Hier kommt nun mein beitrag zu den komischen Fragegn :-D
Da ich ja in den letzten Tagen so lange auf sein muss also bis Mitternacht, hab ich gestern auch mal wieder nach langer Zeit Ally Mc Beal gesehn...jaja ich guck das :-)

Dort werden ja immer komische Fälle vor Gericht getragen.

Also nen Mädchen mit Kardiomyopathie hat nicht mehr lange zu leben und wartet auf einen Herztransplantation. Nunja ihr Vater hat seine Ehefrau umgebracht und sitzt nun lebenslang hinter Gittern. Vater will nun seiner Tochter das Herz spenden.


hmmm...komische Sachlage ein Mensch will sein Leben opfern für einen anderen.
Was haltet ihr davon? (Mal abgesehn davon, daß es erfunden ist.)
Welcher Arzt würde denn so etwas zu stimmen?


Pünktchen :-lesen

Hellequin
04.02.2004, 20:35
Tja, ich würde mal sagen, das ich froh bin das das deutsche Transplantationsgesetz so eindeutig ist, und ich nicht über solche Sachen entscheiden muß. Schon allein deswegen weil es wieder die Frage aufwirft, wieviel ein Leben wert ist, und ob ein Leben wertvoller ist als das andere.

@Pünktchen: Was waren den die Argumente für die Transplantation?
*HellequinderkeinenFernseherseineigennennt*

Pünktchen
04.02.2004, 20:41
naja...
er ist zu lebenslang verurteilt, also kann man dem Staat Geld sparen :-D warum sollte er zu sehen wie seine Tochter stirbt während er nutzlos hinter Gittern sitzt sein ganzen restliches Leben???
er könnte einen Menschen (seine tochter) retten

Rico
04.02.2004, 21:35
Unethisch. :-meinung

Das käme einer Wiedereinführung der Todesstrafe gleich.

Kackbratze
04.02.2004, 21:44
Wo wir gerade bei solchen Sachen sind.

Stellt euch vor Ihr seid Vegetarier.
Und euch stellt jemand vor die Frage:

"Ess diesen McChicken, oder ich töte dieses huhn!"
P.S. Er hat ein Huhn....

Was tun?

silva
04.02.2004, 22:22
wenn die menschen, die fleisch essen, die tiere selbst töten müßten oder zusehen, würden sie kein fleisch essen...

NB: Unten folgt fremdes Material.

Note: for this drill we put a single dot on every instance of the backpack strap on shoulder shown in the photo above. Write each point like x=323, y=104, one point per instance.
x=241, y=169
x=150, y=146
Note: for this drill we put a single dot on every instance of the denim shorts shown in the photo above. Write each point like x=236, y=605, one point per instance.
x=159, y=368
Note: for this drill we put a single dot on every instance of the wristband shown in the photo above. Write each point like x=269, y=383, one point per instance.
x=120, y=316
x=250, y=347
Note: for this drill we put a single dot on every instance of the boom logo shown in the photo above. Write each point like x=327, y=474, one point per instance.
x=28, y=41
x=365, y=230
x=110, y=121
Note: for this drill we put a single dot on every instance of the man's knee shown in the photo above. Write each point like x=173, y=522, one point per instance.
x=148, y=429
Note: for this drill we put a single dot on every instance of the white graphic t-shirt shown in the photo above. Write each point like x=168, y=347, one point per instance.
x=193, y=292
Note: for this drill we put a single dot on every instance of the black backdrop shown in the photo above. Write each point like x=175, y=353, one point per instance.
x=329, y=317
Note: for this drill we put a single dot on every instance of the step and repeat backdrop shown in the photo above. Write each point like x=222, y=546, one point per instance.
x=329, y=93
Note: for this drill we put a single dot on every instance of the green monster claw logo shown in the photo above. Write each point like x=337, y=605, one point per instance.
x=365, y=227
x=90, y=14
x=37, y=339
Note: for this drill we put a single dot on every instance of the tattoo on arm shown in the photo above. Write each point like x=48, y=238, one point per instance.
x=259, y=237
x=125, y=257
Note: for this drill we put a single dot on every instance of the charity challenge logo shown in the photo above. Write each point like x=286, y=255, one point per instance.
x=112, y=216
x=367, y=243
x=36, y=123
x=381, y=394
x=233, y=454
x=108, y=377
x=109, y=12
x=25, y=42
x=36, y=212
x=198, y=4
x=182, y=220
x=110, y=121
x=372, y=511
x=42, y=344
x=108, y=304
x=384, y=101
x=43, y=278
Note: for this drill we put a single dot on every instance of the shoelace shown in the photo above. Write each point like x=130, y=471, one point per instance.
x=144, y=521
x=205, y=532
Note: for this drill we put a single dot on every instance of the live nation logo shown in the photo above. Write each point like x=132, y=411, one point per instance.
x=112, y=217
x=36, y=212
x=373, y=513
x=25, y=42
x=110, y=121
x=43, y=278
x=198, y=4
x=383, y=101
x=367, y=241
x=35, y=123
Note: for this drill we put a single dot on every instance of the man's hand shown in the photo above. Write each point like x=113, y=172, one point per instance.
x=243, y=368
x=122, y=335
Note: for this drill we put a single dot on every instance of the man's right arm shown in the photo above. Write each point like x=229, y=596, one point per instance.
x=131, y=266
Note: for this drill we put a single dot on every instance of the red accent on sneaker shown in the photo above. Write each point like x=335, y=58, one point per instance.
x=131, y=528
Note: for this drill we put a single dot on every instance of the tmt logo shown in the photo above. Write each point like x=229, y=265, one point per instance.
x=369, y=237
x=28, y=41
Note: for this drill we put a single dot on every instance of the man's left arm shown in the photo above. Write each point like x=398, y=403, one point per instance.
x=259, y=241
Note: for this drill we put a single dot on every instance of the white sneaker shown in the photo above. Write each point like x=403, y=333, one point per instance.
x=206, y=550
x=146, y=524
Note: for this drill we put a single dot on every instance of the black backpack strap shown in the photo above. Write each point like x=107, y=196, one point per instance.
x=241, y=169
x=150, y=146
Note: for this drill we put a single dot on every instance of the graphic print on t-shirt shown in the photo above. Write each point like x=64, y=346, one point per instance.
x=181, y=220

ich bin vegetarierin, weil ich nicht das schnitzel sehe, sondern das tier "dahinter" als ganzes, wie es mich anguckt....mit braunen augen und kuschelfell :-blush

für mich ist ein steak, wurst oder schnitzel eben eine tierleiche.

aber das ist eine emotionale, persönliche sache. ich verurteile keien fleischesser, ich fütter meinen hund auch nicht mit rohkost.

silva
04.02.2004, 22:28
ach und wegen dem eigentlichen thema:

wenn der vater sich selbst tötet, dann wärs doch ok mit der transplantation oder? ;-)

Froschkönig
04.02.2004, 22:29
Gesetzteslage ist eindeutig : Wäre aktive Sterbehilfe und die ist verboten, gleich aus welchem Grund !

Da braucht man noch gar nicht mal zur Ethik greifen ;-)

Pünktchen
04.02.2004, 22:40
@frosch
und wenn es keine gesetzesgrundlage gäbe???
wenn Richter nun sagt: die transplantation dürfte staatfinden, wer würde da denn tun? :-notify

Froschkönig
04.02.2004, 22:51
Original geschrieben von Pünktchen
@frosch
und wenn es keine gesetzesgrundlage gäbe???
wenn Richter nun sagt: die transplantation dürfte staatfinden, wer würde da denn tun? :-notify

Das ist eigentlich relativ einfach :

Unsere ethischen und moralischen Vorstellung gründen sich auf die Ansichten einer Mehrheit. Das ist nunmal so. Sollten die das ganz PLÖTZLICH zulassen, ist die Antwort schwierig. Ansonsten mutiert die Situation zum gängigen Alltag und JEDER Herzchirurg würde es machen.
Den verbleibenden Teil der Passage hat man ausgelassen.